Colorectal cancer (CRC) is the most commonly diagnosed cancer in Europe. Because CRC is also a major cause of cancer-related deaths worldwide, a lot of research has been dedicated to the discovery and development of biomarkers to improve the diagnostic process and to predict treatment outcomes. Up till now only a few biomarkers are recommend by expert panels. The currently used TNM criteria, however, cause substantial under- and overtreatment of CRC patients. Consequently, there is a growing need for new and e ffi cient biomarkers to ensure optimal treatment allocation. The ideal biomarker is one that can easily be introduced in clinical practice, able to identify patients who can be spared from treatment or capable of identifying patients who will bene fi t from therapy, ultimately resulting in precision medicine in the future. With this review we aimed to provide an overview of a number of frequently studied biomarkers in CRC and at the same time we will emphasize the di ffi culties and controversies that with-hold the clinical introduction of these biomarkers.
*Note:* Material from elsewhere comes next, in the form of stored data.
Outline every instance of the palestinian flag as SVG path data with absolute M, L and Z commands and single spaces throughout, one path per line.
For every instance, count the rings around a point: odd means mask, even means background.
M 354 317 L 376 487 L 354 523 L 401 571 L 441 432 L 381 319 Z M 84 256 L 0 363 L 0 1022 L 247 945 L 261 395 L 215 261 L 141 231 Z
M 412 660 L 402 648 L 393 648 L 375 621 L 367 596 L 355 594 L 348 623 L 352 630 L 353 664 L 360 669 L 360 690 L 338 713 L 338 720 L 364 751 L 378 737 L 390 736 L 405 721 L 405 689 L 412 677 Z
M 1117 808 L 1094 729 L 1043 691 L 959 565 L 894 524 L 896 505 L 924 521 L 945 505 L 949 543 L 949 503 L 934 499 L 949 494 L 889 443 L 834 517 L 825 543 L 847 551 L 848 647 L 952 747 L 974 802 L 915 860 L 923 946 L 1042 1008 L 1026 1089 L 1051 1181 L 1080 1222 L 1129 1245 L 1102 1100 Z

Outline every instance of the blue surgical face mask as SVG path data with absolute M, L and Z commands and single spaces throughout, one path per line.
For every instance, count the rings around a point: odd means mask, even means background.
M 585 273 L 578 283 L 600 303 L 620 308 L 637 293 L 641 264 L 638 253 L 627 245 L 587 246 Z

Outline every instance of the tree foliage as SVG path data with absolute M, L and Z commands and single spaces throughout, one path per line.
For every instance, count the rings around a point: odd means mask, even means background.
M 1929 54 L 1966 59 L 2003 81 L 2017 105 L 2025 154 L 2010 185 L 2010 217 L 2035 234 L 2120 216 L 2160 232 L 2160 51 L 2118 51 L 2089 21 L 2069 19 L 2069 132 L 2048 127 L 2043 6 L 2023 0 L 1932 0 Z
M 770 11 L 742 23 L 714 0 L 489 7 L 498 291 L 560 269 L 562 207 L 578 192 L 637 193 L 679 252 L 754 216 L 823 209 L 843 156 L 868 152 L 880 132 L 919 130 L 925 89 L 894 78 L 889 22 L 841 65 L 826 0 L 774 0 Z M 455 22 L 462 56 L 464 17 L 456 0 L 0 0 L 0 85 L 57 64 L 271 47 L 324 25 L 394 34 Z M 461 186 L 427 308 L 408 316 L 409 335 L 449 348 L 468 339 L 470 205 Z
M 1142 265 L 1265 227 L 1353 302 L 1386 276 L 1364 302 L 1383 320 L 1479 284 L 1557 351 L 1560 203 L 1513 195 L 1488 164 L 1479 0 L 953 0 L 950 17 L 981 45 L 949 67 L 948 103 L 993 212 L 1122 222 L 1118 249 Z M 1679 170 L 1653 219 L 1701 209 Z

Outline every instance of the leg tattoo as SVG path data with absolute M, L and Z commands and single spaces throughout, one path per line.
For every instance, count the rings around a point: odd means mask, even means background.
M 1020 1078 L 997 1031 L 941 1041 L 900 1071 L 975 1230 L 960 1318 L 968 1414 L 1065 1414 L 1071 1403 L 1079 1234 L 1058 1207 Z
We will discuss both prognostic and predictive markers of chemotherapy, aspirin therapy as well as overall therapy toxicity. Currently, only mutant KRAS, mutant BRAF, MSI and the Onco type DX Colon Cancer Assay are used in clinical practice. Other biomarker studies showed insu ffi cient evidence to introduce these biomarkers in clinical practice. Divergent patient selection criteria, absence of validation studies, and a large number of single biomarker studies are possibly responsible. We therefore advice future studies to focus on combining key markers rather than analyzing only one marker, standardizing study protocols and to validate the results in independent study cohorts followed by prospective clinical trials.
结直肠癌精准医疗
结直肠癌(CRC)是欧洲最常见的癌症。由于结直肠癌也是世界范围内癌症相关死亡的主要原因,因此大量研究致力于发现和开发生物标志物,以改善诊断过程并预测治疗结果。到目前为止,只有少数生物标志物是由专家小组推荐的。然而,目前使用的TNM标准导致大量CRC患者治疗不足和过度。因此,越来越需要新的和有效的生物标志物来确保最佳的治疗分配。理想的生物标志物是一种可以很容易地引入临床实践的生物标志物,能够识别哪些患者可以免于治疗,或者能够识别哪些患者将从治疗中受益,最终在未来实现精准医疗。在这篇综述中,我们旨在概述一些经常研究的结直肠癌生物标志物,同时我们将强调阻碍这些生物标志物临床应用的困难和争议。我们将讨论化疗、阿司匹林治疗以及总体治疗毒性的预后和预测指标。目前,只有突变型KRAS、突变型BRAF、MSI和Onco型DX结肠癌检测被用于临床实践。其他生物标志物研究显示,将这些生物标志物引入临床实践的证据不足。不同的患者选择标准,验证研究的缺乏,以及大量的单一生物标志物研究可能是负责任的。因此,我们建议未来的研究将重点放在结合关键标志物上,而不是只分析一个标志物,标准化研究方案,并在独立研究队列中验证结果,然后进行前瞻性临床试验。
本文章由计算机程序翻译,如有差异,请以英文原文为准。